Put AI to Work
April 15-18, 2019
New York, NY
Please log in

How to use AI to improve efficiency, safety, and patient satisfaction in radiology

Enhao Gong (Subtle Medical), Greg Zaharchuk (Stanford University)
2:40pm3:20pm Thursday, April 18, 2019
AI Business Summit, Case Studies
Location: Sutton North/Center
Secondary topics:  AI case studies, Computer Vision, Health and Medicine

Who is this presentation for?

  • Executives in the healthcare industry



Prerequisite knowledge

  • Familiarity with the healthcare and radiology industry (useful but not required)

What you'll learn

  • Explore a solution developed by Stanford University and Subtle Medical that uses AI to significantly improve speed and quality of radiology


Clinical radiology currently faces several clinical issues: improving imaging efficiency, reducing risks, and developing higher imaging quality. Enhao Gong and Greg Zaharchuk explain how Subtle Medical’s deep learning/AI solution addresses these problems by enabling faster MRI and faster PET and low-dose scans, providing real clinical and financial benefit to hospitals. The products are FDA cleared and pending and have been well received by clinicians. Powered by industry solutions such as Intel OpenVINO, the deployment can be highly accelerated and enables real-time solutions that benefit clinical applications by providing faster, safer smart imaging exams to patients

For faster MRI, the deep learning solution replaces conventional iterative optimization-based algorithms. Using ResNet-based recurrent structure and generative adversarial network-based adversarial loss, the model successfully reconstructs images from low-quality MRI into high-quality MRI with a significantly better signal-to-noise ratio and resolution information. This solution generates results much more efficiently than conventional iterative methods with much better image quality and accuracy.

Gadolinium deposition is one of the most urgent issues facing radiology community. Subtle Medical validated both technical performance and clinical applicability of the developed deep learning technology that algorithmically restores and boosts the contrast information in MRI as well as the generalization and robustness of the solution to show that it improves workflow while maintaining diagnostic quality.

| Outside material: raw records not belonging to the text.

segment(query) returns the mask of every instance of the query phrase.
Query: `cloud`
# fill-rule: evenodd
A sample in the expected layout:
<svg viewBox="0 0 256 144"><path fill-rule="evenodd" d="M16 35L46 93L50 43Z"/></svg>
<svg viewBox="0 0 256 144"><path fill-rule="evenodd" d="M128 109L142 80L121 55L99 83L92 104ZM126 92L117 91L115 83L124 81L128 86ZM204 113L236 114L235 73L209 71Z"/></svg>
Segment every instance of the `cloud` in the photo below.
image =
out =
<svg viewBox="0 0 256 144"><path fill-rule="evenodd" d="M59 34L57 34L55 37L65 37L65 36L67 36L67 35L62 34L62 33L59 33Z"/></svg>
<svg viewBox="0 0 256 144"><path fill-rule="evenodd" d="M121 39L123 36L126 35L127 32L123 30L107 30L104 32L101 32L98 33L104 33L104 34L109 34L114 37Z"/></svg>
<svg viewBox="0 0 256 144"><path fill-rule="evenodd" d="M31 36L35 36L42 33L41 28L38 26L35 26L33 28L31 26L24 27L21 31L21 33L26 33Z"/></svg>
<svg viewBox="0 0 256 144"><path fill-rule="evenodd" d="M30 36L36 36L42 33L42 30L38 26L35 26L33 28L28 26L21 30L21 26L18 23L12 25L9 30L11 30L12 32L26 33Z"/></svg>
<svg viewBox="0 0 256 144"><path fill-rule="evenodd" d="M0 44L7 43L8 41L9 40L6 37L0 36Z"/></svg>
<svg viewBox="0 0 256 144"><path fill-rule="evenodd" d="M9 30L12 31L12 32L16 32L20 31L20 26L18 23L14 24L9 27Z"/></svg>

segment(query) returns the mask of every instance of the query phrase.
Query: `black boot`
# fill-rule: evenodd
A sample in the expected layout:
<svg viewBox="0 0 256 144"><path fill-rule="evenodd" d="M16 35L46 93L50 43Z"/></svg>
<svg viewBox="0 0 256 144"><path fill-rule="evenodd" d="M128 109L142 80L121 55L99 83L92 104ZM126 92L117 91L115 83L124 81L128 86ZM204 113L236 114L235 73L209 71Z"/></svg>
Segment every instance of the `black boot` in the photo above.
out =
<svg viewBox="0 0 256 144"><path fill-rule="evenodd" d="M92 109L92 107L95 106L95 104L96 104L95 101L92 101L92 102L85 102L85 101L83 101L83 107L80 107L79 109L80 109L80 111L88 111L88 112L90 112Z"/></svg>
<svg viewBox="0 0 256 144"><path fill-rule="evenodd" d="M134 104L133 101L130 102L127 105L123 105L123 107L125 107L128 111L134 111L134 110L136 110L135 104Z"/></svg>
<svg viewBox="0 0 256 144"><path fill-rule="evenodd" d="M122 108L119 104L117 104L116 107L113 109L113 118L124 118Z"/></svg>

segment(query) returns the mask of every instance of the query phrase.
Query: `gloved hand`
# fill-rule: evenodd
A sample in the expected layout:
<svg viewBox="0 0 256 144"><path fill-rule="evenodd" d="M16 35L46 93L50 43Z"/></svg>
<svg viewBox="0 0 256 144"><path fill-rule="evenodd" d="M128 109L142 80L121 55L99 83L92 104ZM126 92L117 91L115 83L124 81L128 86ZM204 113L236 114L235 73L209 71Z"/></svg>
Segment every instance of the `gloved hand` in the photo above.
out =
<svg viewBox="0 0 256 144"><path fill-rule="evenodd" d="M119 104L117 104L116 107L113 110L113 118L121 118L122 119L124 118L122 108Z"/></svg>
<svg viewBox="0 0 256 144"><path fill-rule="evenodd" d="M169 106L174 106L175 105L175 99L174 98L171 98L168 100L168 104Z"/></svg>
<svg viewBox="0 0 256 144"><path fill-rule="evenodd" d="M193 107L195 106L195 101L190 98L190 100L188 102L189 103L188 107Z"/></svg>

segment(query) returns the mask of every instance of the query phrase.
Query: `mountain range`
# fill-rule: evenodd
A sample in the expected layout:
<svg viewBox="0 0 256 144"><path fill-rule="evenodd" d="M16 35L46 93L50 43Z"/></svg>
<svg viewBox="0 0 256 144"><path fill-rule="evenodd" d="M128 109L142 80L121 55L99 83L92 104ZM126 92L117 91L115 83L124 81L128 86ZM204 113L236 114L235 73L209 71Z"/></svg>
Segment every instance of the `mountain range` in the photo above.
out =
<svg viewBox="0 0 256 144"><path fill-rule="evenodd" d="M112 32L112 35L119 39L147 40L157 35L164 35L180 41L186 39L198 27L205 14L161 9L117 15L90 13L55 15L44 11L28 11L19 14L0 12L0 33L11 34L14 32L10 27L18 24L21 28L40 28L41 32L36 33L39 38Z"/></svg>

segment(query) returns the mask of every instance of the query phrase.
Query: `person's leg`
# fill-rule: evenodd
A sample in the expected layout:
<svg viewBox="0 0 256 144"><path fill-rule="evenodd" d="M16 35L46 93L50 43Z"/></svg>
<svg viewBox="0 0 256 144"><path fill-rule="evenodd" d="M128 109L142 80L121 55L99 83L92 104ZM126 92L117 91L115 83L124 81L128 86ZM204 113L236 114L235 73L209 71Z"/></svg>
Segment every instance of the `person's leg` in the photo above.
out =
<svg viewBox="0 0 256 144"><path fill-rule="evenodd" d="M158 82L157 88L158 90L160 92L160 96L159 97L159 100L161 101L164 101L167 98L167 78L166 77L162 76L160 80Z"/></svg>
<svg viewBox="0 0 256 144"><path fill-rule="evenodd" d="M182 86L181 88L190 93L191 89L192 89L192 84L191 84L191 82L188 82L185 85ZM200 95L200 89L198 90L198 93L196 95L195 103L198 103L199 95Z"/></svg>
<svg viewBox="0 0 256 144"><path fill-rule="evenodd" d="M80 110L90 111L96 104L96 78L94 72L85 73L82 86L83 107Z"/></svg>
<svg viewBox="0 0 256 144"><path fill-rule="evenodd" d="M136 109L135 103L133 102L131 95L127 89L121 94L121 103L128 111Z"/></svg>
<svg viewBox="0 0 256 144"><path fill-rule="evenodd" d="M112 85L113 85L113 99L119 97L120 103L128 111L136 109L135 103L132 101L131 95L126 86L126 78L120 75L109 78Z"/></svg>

The proposed DL solution demonstrates significant superiority over conventional algorithms and noninferiority with standard slow and high-dose exams. Quantitative metrics demonstrated consistent (>5 dB in PSNR and >10% in SSIM) and significant (p<0.001) quality improvement of the deep learning-based solution, compared with low-dose CE-MRI. Qualitative ratings showed nonsignificant differences in image quality between the DL-enhanced and acquired full-dose CE-MRI images, which was also verified with reader study.

Photo of Enhao Gong

Enhao Gong

Subtle Medical

Enhao Gong is the founder and CEO at Subtle Medical, an AI and radiology startup from Stanford and the winner of 2018 NVIDIA Inception Award at AI+Healthcare. He’s a serial entrepreneur and PhD in electrical engineering at Stanford, with a research focus on applying AI and deep learning to improve reconstruction, analysis, and quantification in medical imaging. His work applies AI to accelerate and reduce doses for MRI and PET and has been featured in numbers of academic journals and clinical conferences. Enhao has won several awards, including being recognized by Forbes China as one of 2018’s “30 under 30.”

Photo of Greg Zaharchuk

Greg Zaharchuk

Stanford University

Greg Zaharchuk is a radiologist and professor in radiology at Stanford University and a neuroradiologist at Stanford Hospital. His research interests include deep learning applications in neuroimaging, imaging of cerebral hemodynamics with MRI and CT, noninvasive oxygenation measurement with MRI, clinical imaging of cerebrovascular disease, imaging of cervical artery dissection, MR/PET in neuroradiology, and resting-state fMRI for perfusion imaging and stroke.